Think of methane like the heat from a running furnace - if you turn it down, it'll cool off quickly; carbon dioxide is like insulation - once it's in place, the heat stays.
That difference matters. Cutting methane delivers rapid benefits - cooler temperatures within decades and fewer climate tipping points. One recent Science study found that the global advantages of methane reduction are at least six times greater than the cost.
For California, already facing drought, fire, and extreme heat, reducing methane means cleaner air, greater resilience, and faster relief from warming.
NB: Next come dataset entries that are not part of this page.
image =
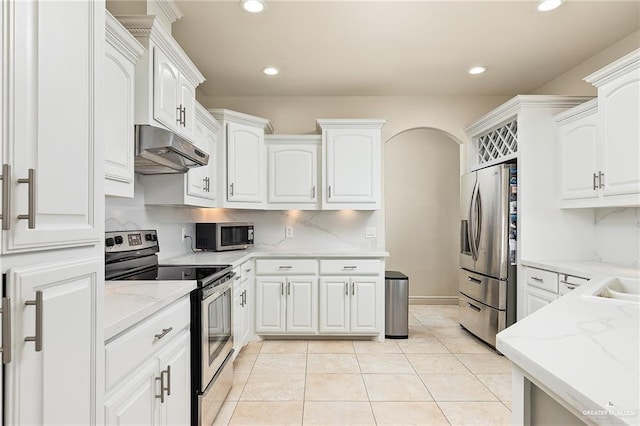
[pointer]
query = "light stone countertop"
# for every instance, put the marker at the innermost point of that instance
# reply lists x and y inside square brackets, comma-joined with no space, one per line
[126,303]
[236,257]
[584,349]
[584,268]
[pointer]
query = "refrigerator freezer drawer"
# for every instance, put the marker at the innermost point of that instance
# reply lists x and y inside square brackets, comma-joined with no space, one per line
[489,291]
[481,320]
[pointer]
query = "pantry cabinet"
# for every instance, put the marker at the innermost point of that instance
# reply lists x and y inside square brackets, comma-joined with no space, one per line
[600,153]
[292,171]
[166,79]
[54,337]
[52,174]
[352,169]
[122,52]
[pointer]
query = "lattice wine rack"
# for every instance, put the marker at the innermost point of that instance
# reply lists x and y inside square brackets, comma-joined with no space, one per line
[498,143]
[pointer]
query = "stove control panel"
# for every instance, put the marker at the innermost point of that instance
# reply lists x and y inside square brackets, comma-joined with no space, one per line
[122,241]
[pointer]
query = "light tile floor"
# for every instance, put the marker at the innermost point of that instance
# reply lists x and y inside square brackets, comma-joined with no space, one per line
[441,375]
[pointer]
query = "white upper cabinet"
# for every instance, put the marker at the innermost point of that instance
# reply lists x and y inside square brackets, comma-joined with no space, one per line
[53,139]
[197,187]
[121,55]
[292,168]
[352,153]
[242,178]
[578,139]
[619,130]
[165,78]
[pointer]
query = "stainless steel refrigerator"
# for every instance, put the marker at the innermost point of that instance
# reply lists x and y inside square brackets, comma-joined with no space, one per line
[488,236]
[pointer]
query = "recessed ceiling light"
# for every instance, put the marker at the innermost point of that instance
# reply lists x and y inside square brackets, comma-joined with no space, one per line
[271,71]
[477,70]
[547,5]
[253,6]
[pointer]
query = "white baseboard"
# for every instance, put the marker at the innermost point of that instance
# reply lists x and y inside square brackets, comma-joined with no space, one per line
[433,300]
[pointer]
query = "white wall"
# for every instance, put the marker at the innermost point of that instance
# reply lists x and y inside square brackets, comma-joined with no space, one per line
[339,230]
[422,181]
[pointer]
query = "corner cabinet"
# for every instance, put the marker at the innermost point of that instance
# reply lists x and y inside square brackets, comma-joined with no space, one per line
[243,179]
[122,52]
[53,375]
[166,79]
[197,187]
[352,172]
[292,171]
[52,174]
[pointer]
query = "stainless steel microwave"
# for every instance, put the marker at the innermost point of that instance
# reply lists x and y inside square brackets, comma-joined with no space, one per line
[224,236]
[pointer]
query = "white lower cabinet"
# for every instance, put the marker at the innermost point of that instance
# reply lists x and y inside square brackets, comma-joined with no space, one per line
[52,376]
[348,305]
[287,304]
[148,371]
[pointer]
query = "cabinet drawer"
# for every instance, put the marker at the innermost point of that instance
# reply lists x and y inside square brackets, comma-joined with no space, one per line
[349,266]
[540,278]
[126,352]
[286,266]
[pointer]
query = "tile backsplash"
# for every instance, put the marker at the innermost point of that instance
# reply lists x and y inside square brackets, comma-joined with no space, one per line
[617,236]
[339,230]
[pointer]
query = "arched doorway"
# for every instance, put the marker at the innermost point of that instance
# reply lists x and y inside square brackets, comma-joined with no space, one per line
[422,193]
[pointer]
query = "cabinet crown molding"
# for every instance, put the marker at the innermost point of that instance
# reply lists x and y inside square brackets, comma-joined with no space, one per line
[510,109]
[122,40]
[222,114]
[149,29]
[612,71]
[341,123]
[577,112]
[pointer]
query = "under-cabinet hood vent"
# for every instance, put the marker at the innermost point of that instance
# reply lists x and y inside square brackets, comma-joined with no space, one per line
[159,151]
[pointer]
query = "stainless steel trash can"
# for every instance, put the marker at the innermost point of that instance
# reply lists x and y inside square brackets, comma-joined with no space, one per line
[396,314]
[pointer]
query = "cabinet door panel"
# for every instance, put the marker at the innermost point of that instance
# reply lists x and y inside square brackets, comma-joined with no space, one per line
[135,403]
[302,305]
[292,174]
[334,305]
[363,305]
[166,79]
[270,305]
[244,163]
[55,128]
[619,102]
[353,166]
[69,343]
[176,409]
[578,154]
[119,76]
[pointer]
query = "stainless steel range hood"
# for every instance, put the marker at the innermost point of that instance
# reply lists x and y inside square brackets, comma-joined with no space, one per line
[159,151]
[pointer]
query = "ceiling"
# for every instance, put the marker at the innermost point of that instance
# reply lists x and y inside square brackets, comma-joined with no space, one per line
[360,48]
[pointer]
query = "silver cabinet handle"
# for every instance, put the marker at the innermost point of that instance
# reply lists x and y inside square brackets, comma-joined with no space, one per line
[31,215]
[165,331]
[6,196]
[168,388]
[161,379]
[38,337]
[6,330]
[600,179]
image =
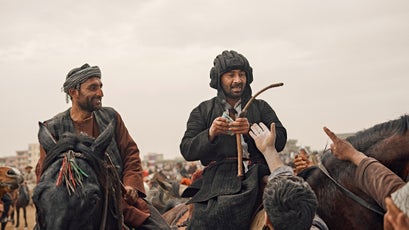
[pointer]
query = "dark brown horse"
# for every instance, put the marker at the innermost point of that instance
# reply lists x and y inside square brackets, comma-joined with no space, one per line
[387,142]
[21,200]
[165,193]
[79,186]
[10,180]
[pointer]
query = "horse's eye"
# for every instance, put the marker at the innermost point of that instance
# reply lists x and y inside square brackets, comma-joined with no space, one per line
[95,200]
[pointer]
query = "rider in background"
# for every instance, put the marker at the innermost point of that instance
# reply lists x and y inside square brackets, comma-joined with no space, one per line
[83,86]
[29,181]
[221,199]
[383,185]
[289,201]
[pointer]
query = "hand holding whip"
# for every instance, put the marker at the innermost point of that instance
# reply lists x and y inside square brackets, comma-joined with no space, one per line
[238,136]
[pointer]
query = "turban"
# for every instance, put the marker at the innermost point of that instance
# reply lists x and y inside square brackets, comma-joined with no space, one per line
[401,198]
[227,61]
[78,75]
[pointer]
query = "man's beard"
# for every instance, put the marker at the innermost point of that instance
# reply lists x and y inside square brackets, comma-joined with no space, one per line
[90,106]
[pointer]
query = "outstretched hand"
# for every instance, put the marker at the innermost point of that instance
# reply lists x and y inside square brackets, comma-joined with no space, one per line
[343,150]
[263,137]
[265,141]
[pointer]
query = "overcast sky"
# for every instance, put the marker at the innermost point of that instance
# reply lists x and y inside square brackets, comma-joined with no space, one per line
[344,64]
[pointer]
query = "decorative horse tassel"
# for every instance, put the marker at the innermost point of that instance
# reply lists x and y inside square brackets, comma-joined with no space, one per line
[70,173]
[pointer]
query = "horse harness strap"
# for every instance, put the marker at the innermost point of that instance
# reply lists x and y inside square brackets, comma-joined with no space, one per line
[351,195]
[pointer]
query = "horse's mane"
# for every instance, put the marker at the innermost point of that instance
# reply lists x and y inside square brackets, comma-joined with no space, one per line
[77,143]
[362,140]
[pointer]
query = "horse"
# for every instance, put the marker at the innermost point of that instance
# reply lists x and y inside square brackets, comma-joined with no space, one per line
[165,193]
[79,186]
[10,180]
[388,142]
[21,201]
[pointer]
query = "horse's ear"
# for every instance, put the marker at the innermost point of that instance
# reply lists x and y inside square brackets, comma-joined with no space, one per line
[104,139]
[45,137]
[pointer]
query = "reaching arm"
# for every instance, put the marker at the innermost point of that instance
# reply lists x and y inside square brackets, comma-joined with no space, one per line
[265,142]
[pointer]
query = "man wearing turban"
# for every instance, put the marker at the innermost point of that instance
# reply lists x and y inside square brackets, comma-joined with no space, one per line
[83,87]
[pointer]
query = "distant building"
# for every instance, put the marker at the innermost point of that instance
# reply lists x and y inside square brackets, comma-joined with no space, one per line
[23,158]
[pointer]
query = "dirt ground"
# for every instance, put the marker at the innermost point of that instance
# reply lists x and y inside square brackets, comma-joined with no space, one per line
[30,219]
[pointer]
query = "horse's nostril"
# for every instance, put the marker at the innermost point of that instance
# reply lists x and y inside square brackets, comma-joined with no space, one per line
[11,172]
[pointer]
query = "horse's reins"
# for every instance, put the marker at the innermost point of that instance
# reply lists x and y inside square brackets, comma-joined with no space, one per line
[238,136]
[352,195]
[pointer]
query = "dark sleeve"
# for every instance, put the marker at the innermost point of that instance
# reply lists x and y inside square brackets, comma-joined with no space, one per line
[195,143]
[132,165]
[377,180]
[268,116]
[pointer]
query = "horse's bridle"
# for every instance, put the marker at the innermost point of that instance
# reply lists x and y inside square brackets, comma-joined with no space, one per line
[352,195]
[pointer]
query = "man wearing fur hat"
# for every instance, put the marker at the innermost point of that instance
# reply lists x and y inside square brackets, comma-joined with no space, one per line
[87,116]
[221,199]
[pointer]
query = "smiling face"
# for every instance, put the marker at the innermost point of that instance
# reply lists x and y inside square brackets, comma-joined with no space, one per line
[233,83]
[88,97]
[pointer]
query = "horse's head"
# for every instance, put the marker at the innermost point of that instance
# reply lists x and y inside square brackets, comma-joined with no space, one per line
[165,193]
[71,193]
[10,179]
[387,142]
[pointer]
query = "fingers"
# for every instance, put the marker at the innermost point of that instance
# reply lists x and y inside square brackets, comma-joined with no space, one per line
[330,134]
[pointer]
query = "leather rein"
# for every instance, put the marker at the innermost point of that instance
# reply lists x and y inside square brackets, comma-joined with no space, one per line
[353,196]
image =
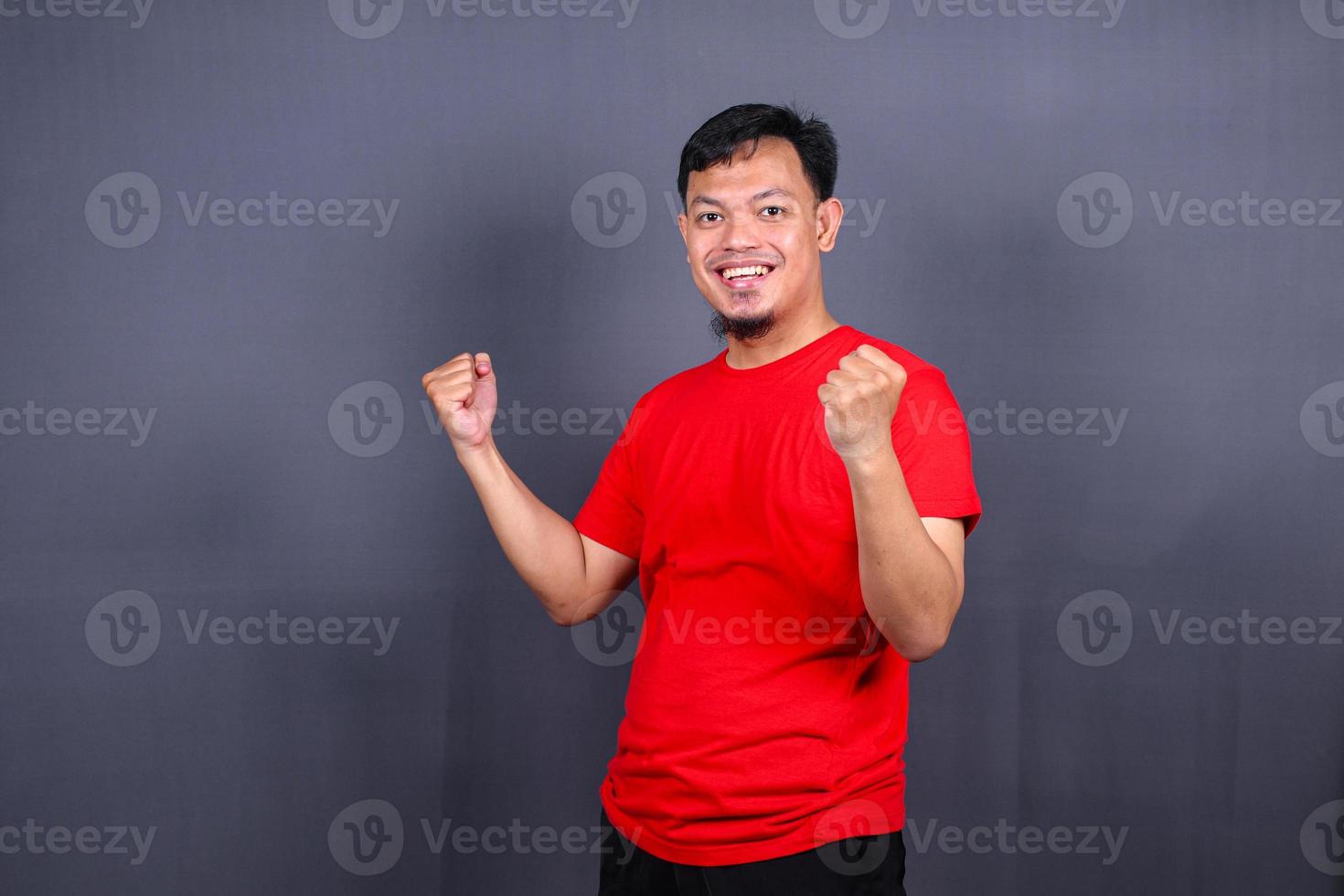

California's methane targets hinge on tackling livestock emissions. Dairies and beef operations produce roughly half of its total output, making them central to meeting the 40% reduction goal by 2030.
Without directly curbing methane from feedlots and cow burps, California's climate plan can't meet its own benchmarks - or its promise of true climate leadership.
So, here's the test: Will the state control this powerful, short-lived gas or keep bending the knee to special interests? Each unregulated ton cancels gains from clean energy - and the state's success or failure will echo far beyond its borders.
Big Oil's New Cash Cow
Yet instead of confronting the livestock problem head-on, California has embraced a workaround.
The Golden State relies on a false solution - voluntary incentive programs that pay farms to install methane digesters, equipment that captures some gas from manure and converts it into so-called “renewable natural gas.”
“Biogas has become big business,” according to Food and Water Watch, “with the oil and gas industry investing billions of dollars in recent years and the Wall Street Journal calling it 'a gold rush in cow manure.' And the biggest driver is California's LCFS program.”
LCFS stands for one of California's flagship climate programs, the Low Carbon Fuel Standard. Food and Water Watch argues that Governor Newsom and CARB have allowed Big Ag and Big Oil to “hijack” the Golden State's climate progress - turning a program meant to cut emissions into one that props up polluting industries, including those out of state. The result: large factory farms expand, while smaller operations get squeezed out.
In the end, California's climate story remains split - stricter on fossil fuels, silent on livestock. And Factory Farm Watch makes the silence impossible to ignore.
Conclusion
California's climate leadership has long been a point of pride - and in many ways, rightfully so. But leadership means confronting every major source of pollution, not just the politically convenient ones.
Livestock methane isn't a side issue; it's the missing piece of the state's climate puzzle. Until California applies the same urgency to factory farms that it does to fossil fuels, its progress will remain partial - and its air, water, and communities will keep paying the price.
Factory Farm Watch doesn't just show where the emissions are. It shines a light on where real climate action must finally take hold.